A.I. Justice

STET was definitely a bit confusing for me. At first, I thought STET was an AI that engineers were developing to help edit a story. I figured they were having a conversation while editing. Turns out STET means “let it stand” during a proofreading session and is a disregard for someone’s edit. Once I got over that confusing hurdle, I realized that the story was in the foot notes and article headlines and that it was about AI and self-driving cars.

STET shows the birth and growth of AI, their implementation into cars and their effects on humanity and Anna personally. The footnotes have links to AI being created, then accepted into cars and then people who were killed because of the self-driving cars. Anna definitely wants to debate about the ethics of allowing self-driving cars to be on the street and if they have consciousness and can they be held responsible for the deaths for the people killed by these cars.

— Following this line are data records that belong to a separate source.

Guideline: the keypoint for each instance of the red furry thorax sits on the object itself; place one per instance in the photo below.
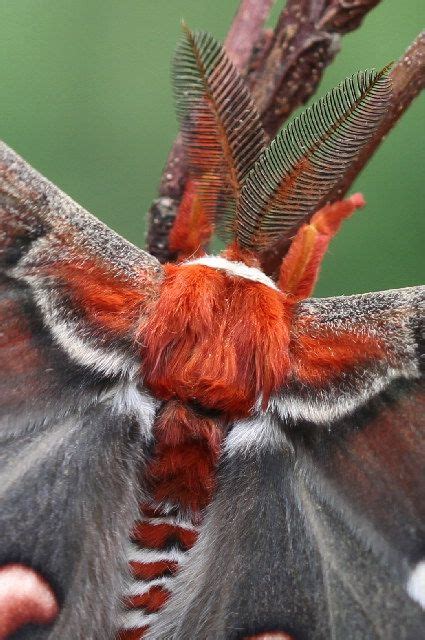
(217, 339)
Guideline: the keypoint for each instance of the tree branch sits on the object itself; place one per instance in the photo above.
(408, 79)
(305, 41)
(283, 68)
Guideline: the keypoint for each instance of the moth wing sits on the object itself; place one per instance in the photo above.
(73, 420)
(317, 528)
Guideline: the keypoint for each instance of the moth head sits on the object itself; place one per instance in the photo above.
(219, 336)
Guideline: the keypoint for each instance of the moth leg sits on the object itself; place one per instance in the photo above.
(192, 227)
(300, 268)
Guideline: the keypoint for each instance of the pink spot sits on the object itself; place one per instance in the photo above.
(24, 597)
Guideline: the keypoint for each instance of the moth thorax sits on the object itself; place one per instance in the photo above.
(216, 338)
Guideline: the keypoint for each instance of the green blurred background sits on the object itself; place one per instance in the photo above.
(86, 99)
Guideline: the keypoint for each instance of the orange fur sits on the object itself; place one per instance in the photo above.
(215, 338)
(157, 536)
(112, 304)
(182, 470)
(301, 265)
(192, 229)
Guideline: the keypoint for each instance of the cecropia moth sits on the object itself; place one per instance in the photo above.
(198, 450)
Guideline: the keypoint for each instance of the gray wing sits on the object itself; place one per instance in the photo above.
(317, 528)
(73, 420)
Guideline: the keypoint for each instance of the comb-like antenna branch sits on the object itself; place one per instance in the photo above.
(309, 157)
(221, 129)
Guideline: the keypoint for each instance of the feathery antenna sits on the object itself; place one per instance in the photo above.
(220, 126)
(304, 162)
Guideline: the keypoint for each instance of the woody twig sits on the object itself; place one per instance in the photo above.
(283, 68)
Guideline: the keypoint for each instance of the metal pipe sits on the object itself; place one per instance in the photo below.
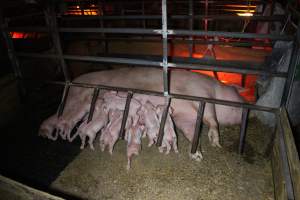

There is also the personal aspect of this story. Anna is telling this story to, at least partly, vent about the death of her daughter who was hit by a self-driving car. Anna slowly begins to lose her cool as the footnotes go on. She constantly rejects the edits by “Ed” the editor and you can feel her annoyance and anger at both the AI and the editor. There’s drama and history between them and it is seeping into the short story. I think Anna on some level blames the editor for her daughter’s death. Maybe the editor was in the car. She definitely is upset with the editor for not attending her daughter’s funeral.

At the core of this story are the ethics of allowing AI in cars and giving them choice. Can you blame the car? Can you blame the AI? Can you blame the humans? These are the questions the short story is asking. My opinion is that since all of this technology is man-made or man-controlled, humans are to blame for every fault technology has and every mistake technology makes.